Kennedy noted that she was a little disappointed in the session's popularity, considering the "messes" should already be gone from marketers' sites. After all, she says, "We've been talking about it for nine years."
Panelists for the session were:
- Eric Enge, president of Boston-based Stone Temple Consulting;
- Tiffany Oberoi, software engineer on the Search Quality Team at Google; and
- Brian Ussery, chief technical officer for Atlanta-based search engine marketing and Web analytics consultancy Search Discovery Inc.
They suggested marketers take the following steps to reduce duplicate content and multiple site issues in order to improve their search engine marketing results:
1. Understand that Google doesn't penalize duplicate content, it filters it. Oberoi says she wants to dispel that penalty myth. Addressing the audience, she says "the majority of you" probably have "innocent" questions about the subject. "Most people aren't aware that they're non-maliciously duplicating content," Ussery agrees, while using slides from GoogleStore.com as an example.
What duplication does do, Ussery says, is thin PageRank and affect keywords by using them repeatedly. So, in addition to providing consumers with a bad user experience, duplicating content also slows search engine spider crawls.
2. Add value. Rather than using the manufacturer's language when describing a product, Oberoi says, resellers should differentiate themselves by providing added value to the content on their sites. "Otherwise, no one's going to go there."
Ussery illustrated the point with slides showing a product description from Nike, for which Nike.com ranked first and about 43,500 results followed—mostly from shoe resellers. Panelists agreed that Google is trying to ensure that a content author's words rank highest.
3. Differentiate pages. Enge suggests those resellers could differentiate their pages, for instance, by soliciting user-generated content.
4. Watch for tool-related duplicate content, such as shoes sorted by new arrivals vs. lowest price creating the same page, Enge says. Collapse those into one page, he says.
5. Avoid shingle and synonym duplicates. Database solutions can create nearly identical pages, which are viewed in search as duplicates, says Enge. Shingles are groupings of identical words, which may have variations such as "Boston" in one version and "New York" in another when describing wonderful cities. Synonyms would call New York "wonderful" in one version and "fabulous" in another.
6. Country matters. If international marketers have duplicate content, Oberoi says, Google does notice top level domain differentiation—such as .de and .cn. However, she says content providers can further differentiate the pages by using Webmaster Tools to set geographies.
7. Find your own duplicates. To determine if there's duplicate content on a site, visit pages by typing them in the browser with and without "www," Oberoi says. If there's duplicate content, a page will be redirected, which means there are two versions of a page and one should be collapsed into the other.
Ussery also believes marketers should check cached versions of their pages and see if the URL is theirs. If not, it means it's requiring Google to redirect to another URL.

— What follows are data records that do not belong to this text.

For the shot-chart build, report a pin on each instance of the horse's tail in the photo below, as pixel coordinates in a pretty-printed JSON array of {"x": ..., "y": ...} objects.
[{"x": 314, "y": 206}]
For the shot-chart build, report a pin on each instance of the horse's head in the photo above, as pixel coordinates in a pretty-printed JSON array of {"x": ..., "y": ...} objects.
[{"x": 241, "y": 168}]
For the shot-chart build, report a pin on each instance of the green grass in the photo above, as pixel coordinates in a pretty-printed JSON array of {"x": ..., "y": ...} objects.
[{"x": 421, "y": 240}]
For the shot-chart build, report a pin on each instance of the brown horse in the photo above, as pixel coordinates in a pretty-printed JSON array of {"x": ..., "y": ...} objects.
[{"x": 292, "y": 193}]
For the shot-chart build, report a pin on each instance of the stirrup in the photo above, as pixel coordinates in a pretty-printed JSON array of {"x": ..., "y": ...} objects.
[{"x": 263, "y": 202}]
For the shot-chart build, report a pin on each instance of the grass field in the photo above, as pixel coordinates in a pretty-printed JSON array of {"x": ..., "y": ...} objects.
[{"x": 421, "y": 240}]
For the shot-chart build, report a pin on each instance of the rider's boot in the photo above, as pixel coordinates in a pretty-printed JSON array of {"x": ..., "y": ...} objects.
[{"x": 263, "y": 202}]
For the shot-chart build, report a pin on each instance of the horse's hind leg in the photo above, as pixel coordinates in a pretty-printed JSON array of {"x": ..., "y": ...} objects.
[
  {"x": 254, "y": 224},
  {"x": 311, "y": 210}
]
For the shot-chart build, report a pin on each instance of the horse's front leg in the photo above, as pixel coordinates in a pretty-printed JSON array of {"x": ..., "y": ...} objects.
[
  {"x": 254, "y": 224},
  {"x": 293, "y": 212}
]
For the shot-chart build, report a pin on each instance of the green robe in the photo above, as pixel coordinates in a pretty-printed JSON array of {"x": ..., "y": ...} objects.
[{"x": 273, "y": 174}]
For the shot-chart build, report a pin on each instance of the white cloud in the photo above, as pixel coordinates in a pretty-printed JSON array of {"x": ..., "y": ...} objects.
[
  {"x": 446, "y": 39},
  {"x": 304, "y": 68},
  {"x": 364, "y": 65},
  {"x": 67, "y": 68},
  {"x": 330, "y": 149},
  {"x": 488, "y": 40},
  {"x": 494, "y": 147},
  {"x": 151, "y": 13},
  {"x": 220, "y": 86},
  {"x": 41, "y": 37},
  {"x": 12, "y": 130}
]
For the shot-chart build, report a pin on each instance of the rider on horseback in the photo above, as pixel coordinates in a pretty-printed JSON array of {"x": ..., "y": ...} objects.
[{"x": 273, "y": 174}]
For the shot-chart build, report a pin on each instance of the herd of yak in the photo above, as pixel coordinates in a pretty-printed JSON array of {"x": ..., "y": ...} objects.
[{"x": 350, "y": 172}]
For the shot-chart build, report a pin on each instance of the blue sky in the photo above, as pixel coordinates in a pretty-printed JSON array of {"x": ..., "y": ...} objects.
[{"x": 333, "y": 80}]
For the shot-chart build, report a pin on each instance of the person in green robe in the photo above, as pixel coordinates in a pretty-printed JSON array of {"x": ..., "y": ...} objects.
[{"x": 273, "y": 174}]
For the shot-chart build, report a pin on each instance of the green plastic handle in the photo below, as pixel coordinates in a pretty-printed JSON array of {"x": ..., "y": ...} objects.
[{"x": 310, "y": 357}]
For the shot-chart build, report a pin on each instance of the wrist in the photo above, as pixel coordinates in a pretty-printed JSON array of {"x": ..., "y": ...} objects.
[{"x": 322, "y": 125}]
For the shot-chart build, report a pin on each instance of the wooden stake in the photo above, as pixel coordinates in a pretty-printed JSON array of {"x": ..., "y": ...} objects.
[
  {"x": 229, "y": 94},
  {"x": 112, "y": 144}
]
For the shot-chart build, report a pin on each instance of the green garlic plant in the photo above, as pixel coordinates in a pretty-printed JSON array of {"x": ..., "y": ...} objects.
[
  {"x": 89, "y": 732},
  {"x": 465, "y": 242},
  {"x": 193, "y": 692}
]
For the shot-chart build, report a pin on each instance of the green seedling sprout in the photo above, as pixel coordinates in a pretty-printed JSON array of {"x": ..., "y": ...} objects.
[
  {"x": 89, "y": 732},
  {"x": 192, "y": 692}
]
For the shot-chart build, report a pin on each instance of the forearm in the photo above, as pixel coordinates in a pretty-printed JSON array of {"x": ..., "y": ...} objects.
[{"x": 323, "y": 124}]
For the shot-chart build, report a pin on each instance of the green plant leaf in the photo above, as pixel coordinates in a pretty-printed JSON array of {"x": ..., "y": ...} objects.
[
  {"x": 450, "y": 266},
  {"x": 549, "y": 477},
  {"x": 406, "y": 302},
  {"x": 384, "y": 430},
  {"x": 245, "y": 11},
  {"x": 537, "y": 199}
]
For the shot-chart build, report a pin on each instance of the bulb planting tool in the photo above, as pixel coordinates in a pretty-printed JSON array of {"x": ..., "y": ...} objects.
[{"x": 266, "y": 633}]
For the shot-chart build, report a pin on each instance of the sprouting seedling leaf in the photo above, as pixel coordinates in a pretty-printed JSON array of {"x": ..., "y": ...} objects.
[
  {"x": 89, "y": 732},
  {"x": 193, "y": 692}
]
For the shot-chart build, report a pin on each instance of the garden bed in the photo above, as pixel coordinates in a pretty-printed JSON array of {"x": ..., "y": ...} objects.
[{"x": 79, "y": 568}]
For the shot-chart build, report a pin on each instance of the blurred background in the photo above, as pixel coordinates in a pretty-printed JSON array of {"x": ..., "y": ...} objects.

To collapse duplicate pages into one page, perform a 301 redirect for the old link, Oberoi says, the "link juice" will get transferred.
8. Canonical redirects. If there's no access to the server, use rel="canonical" redirects, suggests Oberoi. The canonical page is the preferred version, often the original version, of a page. But avoid creating an infinite loop pointing to a blank page or redirecting all old pages to the homepage, she says. Performing these redirects will increase crawl efficiency by 56 percent to 60 percent.
9. Wait to syndicate. When syndicating content, Ussery suggests waiting three to six hours to send it out after placing it on the proprietary site. Or slightly change the wording on the distributed content. Otherwise, he says, focusing on editor buy-in could mean that editor writes an original story and that doesn't create a duplicate content issue.